De repente, vuelve la visión optimista al análisis de la economía
española. Intelectuales de mucho o de poco fuste recuerdan que la cosa
no está tan mal, que los pensionistas han sufrido menos que otros grupos
de población los rigores de la crisis —así, solo estarían legitimados
para protestar quienes figuran en el primer lugar de los damnificados,
por lo que habría que inventar un damnimómetro—, que el pesimismo sobre
la economía es un sentimiento inventado y que, bueno, el crecimiento
económico sigue y eso es lo que importa, porque crecimiento es progreso y
el resto son vainas.
No hay que enfangarse en el catastrofismo, dicen.

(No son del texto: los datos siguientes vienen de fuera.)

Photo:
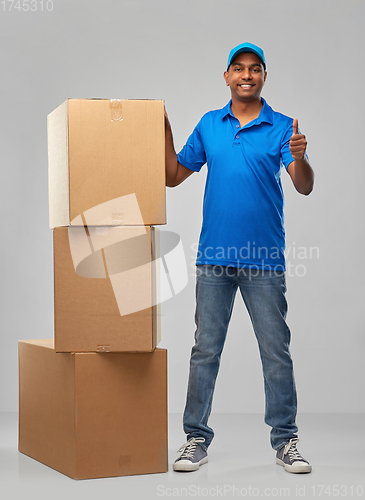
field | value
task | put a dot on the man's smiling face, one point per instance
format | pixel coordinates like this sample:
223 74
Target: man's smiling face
246 77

Aunque la tasa de paro haya tenido un pequeño traspiés en el primer
trimestre de 2018 —ha subido dos décimas, hasta el 16,74%— y se hayan
destruido 124.000 empleos. Nada que, en opinión de la novísima reacción
analítica contra el pesimismo, no arregle la temporada turística de
verano.
Pero
el pesimismo se niega a desaparecer ante los conjuros del optimismo
macroeconómico, ese que sostiene que como en general estamos mejor que
nunca, en particular nadie tiene derecho a quejarse más que como una
especia de pose estética. Una inmersión en aguas someras del mercado
laboral nos dice que sí, que hay razones para la inquietud meditada.
España tiene una tasa de paro que sonroja a la UE. La tasa de
temporalidad es del 26,7%, el doble que la media de la UE 28 (14,3%).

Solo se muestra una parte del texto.